Ce qui vient de se passer en Asie va peut-être nous amener à réfléchir, même si ce n'est pas une priorité pour les pays, et on ne peut que le regretter, estime Paul Tapponnier, directeur du laboratoire de tectonique de l'Institut de physique du globe de Paris. Qu'en sera-t-il dans six mois, quand l'émotion de ces derniers jours sera retombée ?

Marc Mennessier.

In Le Figaro du 30/12/04.

La surveillance et la prévention

La prévention et la surveillance sont devenues de véritables préoccupations pour les pays dont les populations risquent d'être touchées lors de l'arrivée d'un tsunami sur la côte.

Il existe un système d'alerte aux tsunamis dans le Pacifique depuis 1948 ; c'est à la suite de la catastrophe du 1er avril 1946 à Hawaii que les États-Unis ont voulu protéger les îles hawaïennes. Mais ce n'est qu'à partir de 1965 après les terribles tsunamis d'origine sismique survenus au Chili en 1960 et en Alaska en 1964, que de nombreux pays ont décidé de s'unir pour mettre en place un système international dans l'Océan Pacifique, là où 80  % des tsunamis se produisent.

Le système Pacifique d'alerte de tsunamis, basé à Hawaii, regroupe les systèmes américain, russe, japonais, chilien.Au total, 28 pays sont membres du système Pacifique. Ses objectifs sont de détecter, de localiser les tremblements de terre dans le Pacifique pour déterminer leurs conséquences (tsunamis) et fournir des renseignements aux pays et populations concernés, afin de les prévenir et essayer de pouvoir les protéger.

D'ailleurs, ce système d'alerte gère également un centre international d'information sur les tsunamis, qui fournit toute une série de renseignements et de conseils techniques.
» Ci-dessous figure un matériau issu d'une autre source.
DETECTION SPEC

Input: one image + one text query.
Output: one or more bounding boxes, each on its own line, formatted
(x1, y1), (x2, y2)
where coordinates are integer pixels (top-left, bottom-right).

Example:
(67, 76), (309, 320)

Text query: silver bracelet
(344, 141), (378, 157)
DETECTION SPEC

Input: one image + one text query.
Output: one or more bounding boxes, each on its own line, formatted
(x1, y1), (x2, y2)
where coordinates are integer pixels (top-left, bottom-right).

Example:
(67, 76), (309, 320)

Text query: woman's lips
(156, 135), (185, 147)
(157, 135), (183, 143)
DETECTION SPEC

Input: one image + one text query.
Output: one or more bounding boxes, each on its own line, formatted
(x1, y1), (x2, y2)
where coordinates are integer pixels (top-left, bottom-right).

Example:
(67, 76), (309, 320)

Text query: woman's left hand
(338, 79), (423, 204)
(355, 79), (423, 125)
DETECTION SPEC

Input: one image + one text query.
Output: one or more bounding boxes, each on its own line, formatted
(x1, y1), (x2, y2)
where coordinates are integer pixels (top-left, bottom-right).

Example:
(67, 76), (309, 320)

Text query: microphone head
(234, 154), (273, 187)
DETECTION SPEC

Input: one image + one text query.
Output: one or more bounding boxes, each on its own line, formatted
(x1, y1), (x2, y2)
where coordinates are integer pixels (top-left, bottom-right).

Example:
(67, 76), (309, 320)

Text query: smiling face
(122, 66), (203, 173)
Pour exemple, lors de l'arrivée des premières secousses sismiques, se réfugier sur des hauteurs permet de sauver de nombreuses vies humaines.

On peut aussi ajouter que des pays comme le Japon qui est particulièrement exposé aux risques a mis en place des moyens importants pour la prévention des risques (information, construction de digues.). En effet, seulement 15 % des 150 tsunamis qui ont frappé le Japon ont fait des dégâts matériels ou des victimes.

Le fonctionnement du système consiste en des stations d'alerte sismique, des détecteurs sous-marins et des points de diffusion d'information dans tout le bassin Pacifique. Les données des stations sismiques peuvent permettre de localiser instantanément un séisme et de déterminer si celui-ci peut entraîner un tsunami.

De plus, en pleine mer, des bouées « spéciales » sont placées stratégiquement. Ce sont des stations sous-marines de détection des tsunamis en pleine mer : le système DART.


Fig. 10
- Schéma d'un détecteur de tsunami DART (Deep-ocean Assessment and Reporting of Tsunamis).